Czy trenerska relacja z tatą wnosi dodatkowe wartości do życia rodzinnego, a może czasami w nim przeszkadza?
Mam dwie odpowiedzi. Jedna jest prosta: oczywiście. Druga już mniej oczywista, to zależy. Oczywiście, że wnosi różne wartości. Buduje wieź, pozwala razem spędzać czas, razem wyjeżdżać. Motywuje ojca – trenera do rozwoju, poszukiwania nowych rozwiązań, nawiązywania relacji z najlepszymi trenerami. Z drugiej strony ojcowskie serce bywa zbyt miękkie. Czasami może brakować obiektywizmu.
Czego młodzież może dziś nauczyć się poprzez taki sport jak Karate?
Każda dyscyplina sportu buduje młodzież z trochę innej gliny niż tą nieaktywną.. Osoby, które aktywnie uczestniczyły w sporcie lepiej radzą sobie w świecie dorosłych, są przyzwyczajone do stresu, porażek, znają również swoją wartość.
Karate jest specyficzną dyscypliną, która niesie szerokie menu do wyboru dla każdego. Jeśli ktoś lubi perfekcję i pracę z ruchem wybiera kata, które jest niezwykle wymagające i nie wybacza błędów. Jeśli ktoś lubi „spuścić powietrze” wybierze kumite (wolną walkę).
Różny jest też cel treningu: samodoskonalenie, samoobrona czyli realna walka w sytuacji zagrożenia czy walka sportowa. My postawiliśmy na sport. Przekonały nas do tego przejrzyste zasady rywalizacji, a także globalny zasięg Karate WKF.

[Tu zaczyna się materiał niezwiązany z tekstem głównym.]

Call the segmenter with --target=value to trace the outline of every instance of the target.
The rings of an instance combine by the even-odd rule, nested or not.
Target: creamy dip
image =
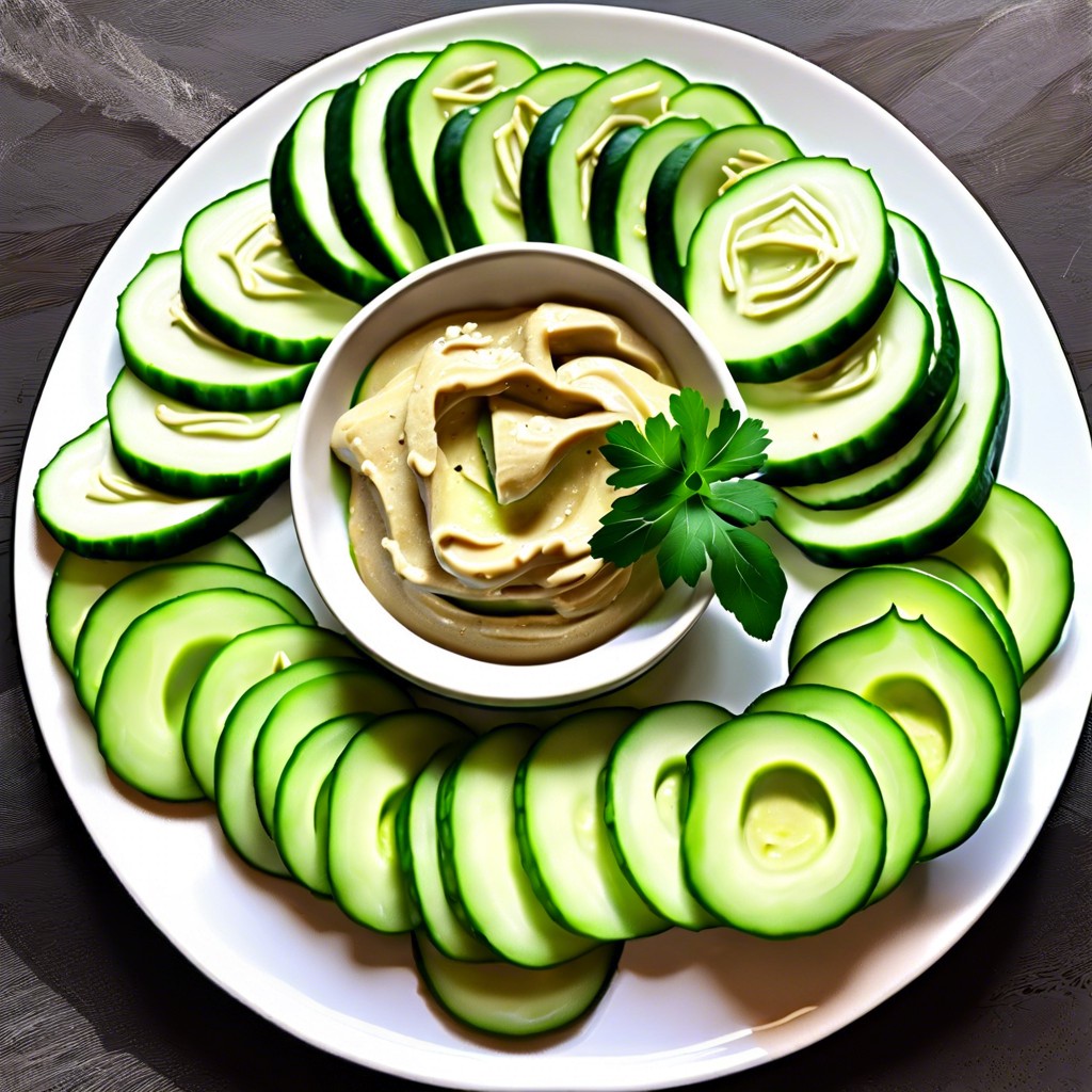
[[[334,427],[353,471],[361,579],[405,626],[496,663],[560,660],[609,640],[663,589],[589,539],[619,496],[600,453],[677,389],[662,354],[584,307],[452,316],[384,351]]]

Do World Karate Federation należy około 200 federacji krajowych ze wszystkich kontynentów, na ostatnich przed pandemią zawodach światowej ligi karate Karate 1 Yough League w Jesolo koło Wenecji startowało ponad 3200 zawodników całego świata i to były tylko 3 kategorie wiekowe – Młodzik (12-13 lat), kadet inaczej junior młodszy (14-15 lat, to jest obecna kategoria Agnieszki), i junior (16-17 lat). W innych federacjach w Mistrzostwach Świata startuje kilka osób w konkurencji. W Jesolo Agnieszka musiała się zmierzyć z ponad 120 rywalkami z całego świata. Ale karate to nie tylko rywalizacja, to również możliwość nawiązywania przyjaźni z cudownymi ludźmi. I takie właśnie karate lubimy.
Młodzieżowe Mistrzostwa Polskiej Unii Karate w kategoriach: junior młodszy (14-15 lat), junior (16-17 lat) i młodzieżowiec (18-20 lat) oraz Mistrzostwa Polskiej Unii Karate Seniorów w Karate World Karate Federation, odbyły się w dniach 24-25 października w Tczewie. Wzięło w nich udział 220 zawodniczek i zawodników z 47 klubów – członków Polskiej Unii Karate.
Agnieszka przez cały ubiegły rok starowała w serii zawodów światowej ligi Karate 1 Yough League (Chorwacja, Meksyk, Włochy), na których rywalizuje po kilka tysięcy zawodników. Nabrane doświadczenie zaowocowało złotym medalem na mistrzostwach krajowych.
Za swoje osiągnięcia Agnieszka Koryczan otrzymuje stypendium sportowe gminy Michałowice.